Zwei-, dreimal hatte er sie am Sonntag getroffen und dann auch einmal in der Woche, in der Stadt. Da waren sie in ein Kino gegangen. Neben ihr sitzen, in der Theaterdunkelheit hatte er gedacht, das sei viel schöner als Tanzen und hatte den Arm ein wenig mehr zu ihr hinüber getan und sie hatte das wohl erlaubt. Das ist wie Seligkeit, hatte er gedacht. Auch ein Dichterwort, er war so poetisch in jenen Tagen. Das war an einem Mittwochabend gewesen und auf Sonntagnachmittag waren sie wieder verabredet. Lange Tage und endlose Stunden, bis zum Sonntag, die Tage und die Nächte. Und alles das. Eine ganz gewöhnliche Geschichte? Eine Allerweltsliebesgeschichte. Und vielleicht auch das, dass sie am Sonntag nicht kam. Nicht an diesem Sonntag und nicht am nächsten und nie wieder. War sie krank geworden, war sie gestorben? Nichts von alle dem. Hermann Hutt wusste, warum sie nicht gekommen war. Nach der ersten Viertelstunde vergeblichen Wartens wusste er, dass sie nie mehr kommen würde, und es war Torheit, wenn er stundenlang wartete, an allen Sonntagen. Immer an dem gleichen Tisch. Bier und scharfes Kirschwasser, dass die Kehle brannte und das Feuer nicht löschen konnte und spät in der Nacht torkelte er nach Hause.

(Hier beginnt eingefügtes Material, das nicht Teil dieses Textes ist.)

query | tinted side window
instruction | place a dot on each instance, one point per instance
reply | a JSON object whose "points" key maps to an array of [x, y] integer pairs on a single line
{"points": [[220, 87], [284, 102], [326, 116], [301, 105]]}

Der Fluch war über ihm. Der Fluch. Darum hatte er keinen Freund und brütete allein an Wirtshaustischen. Darum liefen ihm die Mädeln davon. Darum hatte die ihn aufsitzen lassen. Die mit dem roten Haar. Mit den braunen Augen. Mit den Pfirsichwangen. Mit dem schreitenden Gang. Weg. Nie wieder. Ihn verworfen. Erst einen Fetzen herausgerissen aus dem Herzen und dann verworfen. Wegen des Fluchs.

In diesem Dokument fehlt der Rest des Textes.